Tottenham have allowed their stadium to be used to support vulnerable individuals affected by the coronavirus pandemic.
Spurs have held discussions with Haringey Council, the Greater London Authority and the NHS about making use of their 62,000-capacity arena.
The club has also donated surplus food and drink intended for upcoming events to a local charity which delivered it to a number of good causes in the Tottenham area.
Tottenham Hotspur Foundation held its first virtual yoga session for those on its 'Move 4 You' cancer rehabilitation programme and it is also trialling virtual seated exercise classes to be delivered within local elderly care homes.
From Monday, 22 March, the club will release video fitness tutorials on its social media platforms and will also be releasing a Spurs-themed educational resource pack for children.
Watford have launched a campaign called "Hornets At Home" aimed at helping elderly and disabled supporters. It is a general appeal seeking volunteers to aid those who can't easily get out of the house with daily tasks.
West Ham have donated toiletries and toilet rolls to a local homeless shelter from the hotel they would have used before their postponed Premier League game against Wolves on 15 March.
Captain Mark Noble thanked key workers and NHS staff as well as donating the money he has received for columns in the Evening Standard this season to a local foodbank.

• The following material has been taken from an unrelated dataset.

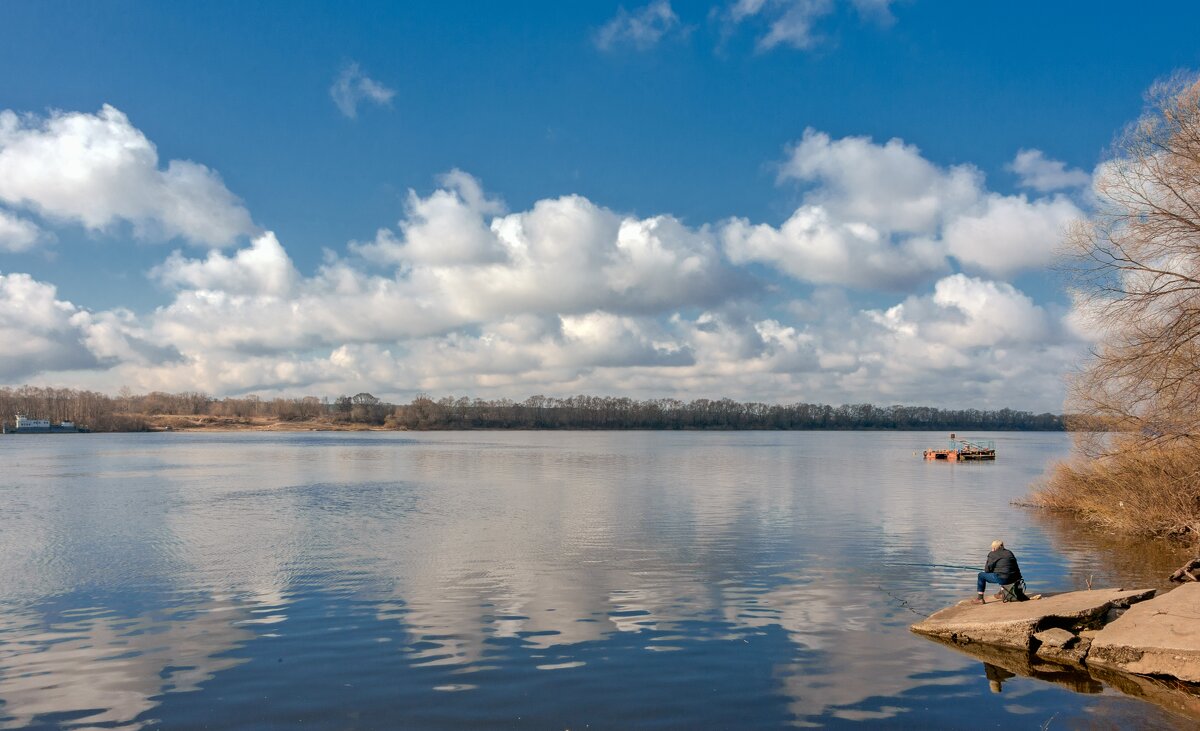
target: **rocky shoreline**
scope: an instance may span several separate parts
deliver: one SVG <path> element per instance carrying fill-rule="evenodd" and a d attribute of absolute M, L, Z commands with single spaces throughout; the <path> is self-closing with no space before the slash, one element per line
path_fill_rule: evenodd
<path fill-rule="evenodd" d="M 982 660 L 989 678 L 999 668 L 1078 692 L 1109 686 L 1200 720 L 1200 583 L 964 601 L 910 629 Z"/>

Noble said: "We need to help the elderly, the vulnerable and the sick of our society and help minimise the effects of this illness. I can only try to imagine what it is like at the moment for an elderly person who lives on their own. We all need to chip in and help. What concerns me far more than our training regime is people and their health and jobs."
Midfielder Declan Rice made a surprise phone call to 72-year-old Any Old Iron member John Chapman who is one of the club's oldest supporters. Any Old Irons was founded by the club's foundation in 2015 to tackle the social isolation and loneliness of those aged over 60.
Wolves and its ownership group Fosun have donated thousands of items of protective equipment for the city's hospital and health teams dealing with the virus.
The donation includes protective clothing and masks.
Wolves staff, past and present, are also helping to maintain communication with supporters who are in isolation.
As well as making video and voice calls, former players are also offering assistance with groceries and prescription collections, if fans do not have family and friends available to help.
Ex-Wolves striker Steve Bull said: "We all need to stick together during this difficult time. Checking in on our oldest fans is really important. I'd love to pop round in person for a cuppa, but this is the next best option."